Real estate agents working the New Cairo corridor report that mixed-use developments offering 500 to 2,000 square-meter units have become the hottest commodity. Properties around the American University in Cairo campus and along Ring Road have seen monthly rental rates climb from approximately 150 Egyptian pounds per square meter in 2024 to 185–210 EGP per square meter today. For a 1,500-square-meter floor, that translates to a jump of nearly 90,000 EGP annually—meaningful returns attracting both institutional investors and high-net-worth individuals.
Downtown Cairo's historic commercial heartland is experiencing an unexpected renaissance as well. Landmarks like Talaat Harb Street and the surrounding Bab El-Louk neighbourhood, long considered second-tier office space, are now commanding investor attention. Tech startups and digital marketing agencies—sectors driving Egypt's private-sector job creation—increasingly favour these walkable, central locations over expensive, car-dependent districts. Property owners who held onto older stock in these neighbourhoods a few years ago are now refinancing at valuations double their 2022 assessments.
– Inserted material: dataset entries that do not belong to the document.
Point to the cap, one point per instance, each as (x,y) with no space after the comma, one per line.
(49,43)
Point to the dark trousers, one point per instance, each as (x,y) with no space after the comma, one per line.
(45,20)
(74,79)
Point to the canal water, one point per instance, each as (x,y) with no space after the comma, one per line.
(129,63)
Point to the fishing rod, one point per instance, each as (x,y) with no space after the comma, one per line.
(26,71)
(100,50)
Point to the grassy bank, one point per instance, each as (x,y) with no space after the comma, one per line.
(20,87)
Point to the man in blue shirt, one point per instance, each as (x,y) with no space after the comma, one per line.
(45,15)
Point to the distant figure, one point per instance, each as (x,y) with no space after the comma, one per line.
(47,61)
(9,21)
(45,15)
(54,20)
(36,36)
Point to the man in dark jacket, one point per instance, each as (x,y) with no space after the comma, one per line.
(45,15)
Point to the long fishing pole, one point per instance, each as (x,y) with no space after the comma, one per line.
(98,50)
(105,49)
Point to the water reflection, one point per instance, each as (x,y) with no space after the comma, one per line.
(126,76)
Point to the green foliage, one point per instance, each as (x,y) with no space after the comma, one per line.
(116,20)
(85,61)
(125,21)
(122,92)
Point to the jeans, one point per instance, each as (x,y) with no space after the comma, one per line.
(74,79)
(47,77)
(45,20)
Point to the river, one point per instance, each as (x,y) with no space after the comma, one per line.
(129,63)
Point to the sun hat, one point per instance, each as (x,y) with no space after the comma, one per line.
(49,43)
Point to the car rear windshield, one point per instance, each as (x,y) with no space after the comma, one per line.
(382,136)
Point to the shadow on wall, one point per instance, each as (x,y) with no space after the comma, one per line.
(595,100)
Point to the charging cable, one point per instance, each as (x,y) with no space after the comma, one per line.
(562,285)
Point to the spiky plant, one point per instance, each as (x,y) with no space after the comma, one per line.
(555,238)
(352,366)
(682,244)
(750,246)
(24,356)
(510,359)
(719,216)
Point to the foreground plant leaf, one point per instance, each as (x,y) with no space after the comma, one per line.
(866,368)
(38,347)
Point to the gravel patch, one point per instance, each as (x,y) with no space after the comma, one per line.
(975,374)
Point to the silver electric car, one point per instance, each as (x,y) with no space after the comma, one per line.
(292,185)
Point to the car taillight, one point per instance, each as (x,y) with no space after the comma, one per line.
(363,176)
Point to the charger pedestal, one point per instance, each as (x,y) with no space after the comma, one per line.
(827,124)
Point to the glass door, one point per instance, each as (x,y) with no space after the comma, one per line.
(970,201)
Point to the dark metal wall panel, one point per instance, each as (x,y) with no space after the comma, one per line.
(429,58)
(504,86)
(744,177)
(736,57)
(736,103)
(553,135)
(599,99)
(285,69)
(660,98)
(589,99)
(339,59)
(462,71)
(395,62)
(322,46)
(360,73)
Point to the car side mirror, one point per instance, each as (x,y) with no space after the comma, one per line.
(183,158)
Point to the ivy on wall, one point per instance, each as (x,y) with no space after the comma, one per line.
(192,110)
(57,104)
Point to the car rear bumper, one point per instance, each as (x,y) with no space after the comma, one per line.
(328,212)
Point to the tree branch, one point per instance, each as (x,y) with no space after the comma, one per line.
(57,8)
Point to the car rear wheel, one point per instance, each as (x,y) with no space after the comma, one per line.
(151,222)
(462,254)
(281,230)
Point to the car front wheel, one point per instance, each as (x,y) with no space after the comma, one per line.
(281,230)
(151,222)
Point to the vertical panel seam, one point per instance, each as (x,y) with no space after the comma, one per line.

International commercial brokers with Cairo operations confirm heightened activity. Firms like CBRE and JLL have expanded their local teams to handle an influx of clients seeking smaller headquarters and collaborative workspace. The appetite is no longer for trophy buildings but for adaptable square footage near cafés, restaurants, and public transport hubs.
Winners are not limited to landlords. Architects specialising in office retrofitting, interior designers focused on agile workspaces, and property management consultants advising on mixed-use conversion projects have become busier than at any point in the past five years. Several mid-sized Egyptian real estate development firms have pivoted entirely toward acquiring older commercial properties and repositioning them for hybrid-work tenants, creating momentum far beyond simple lease renewals.
The shift reflects broader economic reality: Cairo's labour market is fragmenting. Gone are the days when a multinational's entire Egypt operation clustered in one prestige address. Today, distributed teams, satellite offices, and flexible arrangements are the norm. Commercial landlords and developers nimble enough to recognise this pivot early are reaping the rewards. For those still betting on the old model, the opportunity window is closing fast.
This article was compiled by AI and screened before publishing. See our editorial standards.